Nell'ordinanza con la quale ha disposto il rinvio pregiudiziale, la Consulta ha spiegato che mentre la Corte di giustizia muove dal presupposto che la prescrizione abbia natura processuale, per l'ordinamento italiano essa ha natura sostanziale e non vi è inoltre l'obbligo di uniformarsi alla normativa comunitaria, non riguardando la norma le competenze dell'Unione.

Prima di esplicitare i quesiti specifici da proporre alla CGUE, la Consulta ha precisato che la regola tratta dall'art. 325 TFUE, come applicato dalla Sentenza Taricco, debba applicarsi solo ove non contrasti con i principi fondamentali dell'ordinamento: nella sentenza Taricco sarebbe ravvisabile questo contrasto in quanto il principio di legalità penale comprende tutti gli elementi che attengono alla descrizione del fatto di reato e della pena ma anche tutto ciò che si riferisce alla punibilità. "Se si dovesse ritenere che la prescrizione ha natura processuale - ha aggiunto la Consulta - o che comunque può essere regolata anche da una normativa posteriore alla commissione del reato, ugualmente resterebbe il principio che l'attività del giudice chiamato ad applicarla deve dipendere da disposizioni legali sufficientemente determinate. In questo principio si coglie un tratto costitutivo degli ordinamenti costituzionali degli Stati membri di civil law. Essi non affidano al giudice il potere di creare un regime legale penale, in luogo di quello realizzato dalla legge approvata dal Parlamento, e in ogni caso ripudiano l'idea che i tribunali penali siano incaricati di raggiungere uno scopo, pur legalmente predefinito, senza che la legge specifichi con quali mezzi e in quali limiti ciò possa avvenire".

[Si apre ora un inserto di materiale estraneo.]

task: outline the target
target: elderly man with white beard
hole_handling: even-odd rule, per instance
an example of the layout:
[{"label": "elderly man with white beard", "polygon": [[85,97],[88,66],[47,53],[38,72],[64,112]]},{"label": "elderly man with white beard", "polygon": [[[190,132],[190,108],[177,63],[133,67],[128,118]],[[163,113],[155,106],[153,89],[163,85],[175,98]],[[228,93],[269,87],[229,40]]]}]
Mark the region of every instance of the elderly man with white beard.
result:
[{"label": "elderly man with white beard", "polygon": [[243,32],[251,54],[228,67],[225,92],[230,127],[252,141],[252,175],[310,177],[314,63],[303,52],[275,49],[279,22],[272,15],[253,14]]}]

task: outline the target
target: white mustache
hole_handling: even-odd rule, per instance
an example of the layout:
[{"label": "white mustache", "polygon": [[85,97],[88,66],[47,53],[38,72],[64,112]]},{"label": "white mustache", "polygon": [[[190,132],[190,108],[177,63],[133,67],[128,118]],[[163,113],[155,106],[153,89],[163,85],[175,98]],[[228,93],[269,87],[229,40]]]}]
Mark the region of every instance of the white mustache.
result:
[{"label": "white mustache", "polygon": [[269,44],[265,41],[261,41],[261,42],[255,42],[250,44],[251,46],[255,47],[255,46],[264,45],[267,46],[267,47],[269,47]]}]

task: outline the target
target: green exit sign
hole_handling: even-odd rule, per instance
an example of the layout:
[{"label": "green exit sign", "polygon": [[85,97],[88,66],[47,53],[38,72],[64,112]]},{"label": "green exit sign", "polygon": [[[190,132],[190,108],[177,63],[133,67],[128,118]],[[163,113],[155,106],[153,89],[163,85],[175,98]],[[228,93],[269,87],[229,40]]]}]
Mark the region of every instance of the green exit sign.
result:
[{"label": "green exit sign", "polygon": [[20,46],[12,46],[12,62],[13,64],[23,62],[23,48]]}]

Nel rinviare la questione, la Corte ha dunque posto i seguenti quesiti, chiedendo se la normativa nazionale debba essere disapplicata, nel senso indicato dalla sentenza in causa Taricco:
- anche quando la mancata applicazione sia priva di una base legale sufficientemente determinata;
- anche quando nell'ordinamento dello Stato membro la prescrizione è parte del diritto penale sostanziale ed è soggetta al principio di legalità;

- anche quando la mancata applicazione è in contrasto con i principi supremi dell'ordine costituzionale dello Stato membro e con i diritti inalienabili della persona riconosciuti dalla Costituzione dello Stato membro.